Çoğu insan altının doğada tıpkı petrol gibi belirli şartlar ve uygun çevre sağlanması durumda uzun sürede oluştuğu düşünse de, aslında bir element olan altın dünyanın gençlik döneminden beri saf halde bulunmaktadır. Bilinen insanlık tarihinin en eski dönemlerinden beri gerek ticaret gerek yatırım gerekse de ziynet eşyası olarak çok yaygın bir biçimde tercih edilen altın, yumuşak yapısı sayesinde çok kolay işlenebilen bir cevher olduğu için de yoğun talep görmüştür. İlk çağlardan günümüze uzanan macerasında değerini hiçbir zaman kaybetmeyen altın, saflık derecesi arttıkça yumuşaklık özelliği de doğru orantılı olarak artan bir maddedir.

Altının bu kadar yoğun bir biçimde tercih edilmesindeki en büyük nedenlerden biri de, bu elementin son derece kararlı bir kimyasal yapıya sahip olmasıdır. Kararlı yapısı sayesinde havadan ve sudan “kesinlikle” etkilenmeyen altın, bu nedenle hiçbir zaman paslanmaz. Diğer metallerle kıyaslandığında altının paslanmaya karşı üstün bir korumaya sahip olması, ilk çağlardan beri insanoğlunun bu madeni en değerli eşya olarak görmesine neden olmuştur. Ayrıca saf altının yumuşak yapısı bu metalin çok kolay dövülmesini ve arzu edilen her şekle getirilebilmesini sağladığından, birçok toplum altından ziynet eşyaları da yapmıştır.
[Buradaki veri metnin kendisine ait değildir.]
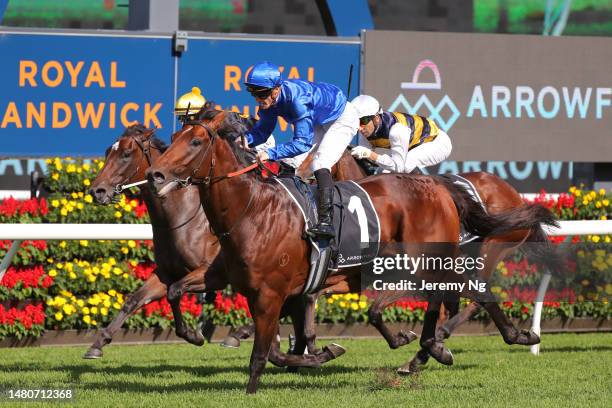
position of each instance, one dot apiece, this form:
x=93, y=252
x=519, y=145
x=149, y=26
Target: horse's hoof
x=410, y=336
x=439, y=352
x=528, y=338
x=230, y=342
x=93, y=354
x=334, y=350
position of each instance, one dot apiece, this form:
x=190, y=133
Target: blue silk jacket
x=304, y=105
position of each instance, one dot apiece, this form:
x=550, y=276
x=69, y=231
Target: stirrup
x=323, y=231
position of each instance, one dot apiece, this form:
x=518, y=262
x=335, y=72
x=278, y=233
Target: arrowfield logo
x=435, y=110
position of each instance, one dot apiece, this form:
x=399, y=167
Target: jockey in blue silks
x=323, y=120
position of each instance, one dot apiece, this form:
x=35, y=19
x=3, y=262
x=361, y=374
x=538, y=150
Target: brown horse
x=497, y=196
x=183, y=243
x=260, y=230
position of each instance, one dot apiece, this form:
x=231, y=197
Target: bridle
x=146, y=150
x=210, y=179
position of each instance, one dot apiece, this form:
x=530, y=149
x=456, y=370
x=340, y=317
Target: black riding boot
x=325, y=227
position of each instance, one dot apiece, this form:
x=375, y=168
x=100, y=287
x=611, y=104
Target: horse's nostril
x=159, y=177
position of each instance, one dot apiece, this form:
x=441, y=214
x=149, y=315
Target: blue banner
x=72, y=95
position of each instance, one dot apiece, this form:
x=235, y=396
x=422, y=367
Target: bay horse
x=261, y=233
x=182, y=242
x=184, y=245
x=497, y=196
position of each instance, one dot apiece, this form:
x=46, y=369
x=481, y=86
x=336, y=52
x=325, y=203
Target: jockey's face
x=267, y=101
x=368, y=128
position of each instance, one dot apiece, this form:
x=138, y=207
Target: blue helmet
x=264, y=75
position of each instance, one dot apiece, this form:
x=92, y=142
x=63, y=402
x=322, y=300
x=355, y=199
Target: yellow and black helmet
x=190, y=103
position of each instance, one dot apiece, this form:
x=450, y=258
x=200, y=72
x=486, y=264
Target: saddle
x=356, y=225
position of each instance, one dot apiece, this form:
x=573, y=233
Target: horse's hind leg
x=152, y=289
x=232, y=340
x=375, y=318
x=428, y=340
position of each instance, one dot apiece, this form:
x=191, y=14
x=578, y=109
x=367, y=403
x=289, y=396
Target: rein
x=120, y=188
x=210, y=179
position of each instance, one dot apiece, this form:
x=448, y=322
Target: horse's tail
x=478, y=222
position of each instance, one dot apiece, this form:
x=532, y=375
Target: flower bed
x=83, y=284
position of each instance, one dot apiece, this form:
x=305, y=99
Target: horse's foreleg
x=309, y=323
x=428, y=340
x=375, y=318
x=152, y=289
x=266, y=312
x=197, y=281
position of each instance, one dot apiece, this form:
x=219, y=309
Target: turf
x=572, y=370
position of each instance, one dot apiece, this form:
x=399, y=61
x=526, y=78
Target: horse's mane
x=231, y=127
x=140, y=129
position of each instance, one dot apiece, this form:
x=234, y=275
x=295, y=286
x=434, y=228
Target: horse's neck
x=229, y=202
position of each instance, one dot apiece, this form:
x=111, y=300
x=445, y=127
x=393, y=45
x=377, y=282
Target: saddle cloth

Milattan önceki dönemlerden günümüze uzanan macerasında altın hiçbir zaman önemini kaybetmemiştir. 2009 yılında National Geographic Dergisi bilindiği kadarıyla günümüze dek insanların yaklaşık olarak 160 bin ton altın çıkarttığını ve bu altının sadece 2 olimpik yüzme havuzunu doldurmaya yeterli olacağını söylemiştir. Dünyamızda bu miktarın yüzlerce katı altının hala doğal bir şekilde bulunduğu tahmin edilmektedir. 160 bin ton altının günümüzdeki piyasa değeriyse yaklaşık olarak 5,5 trilyon Dolar kadardır.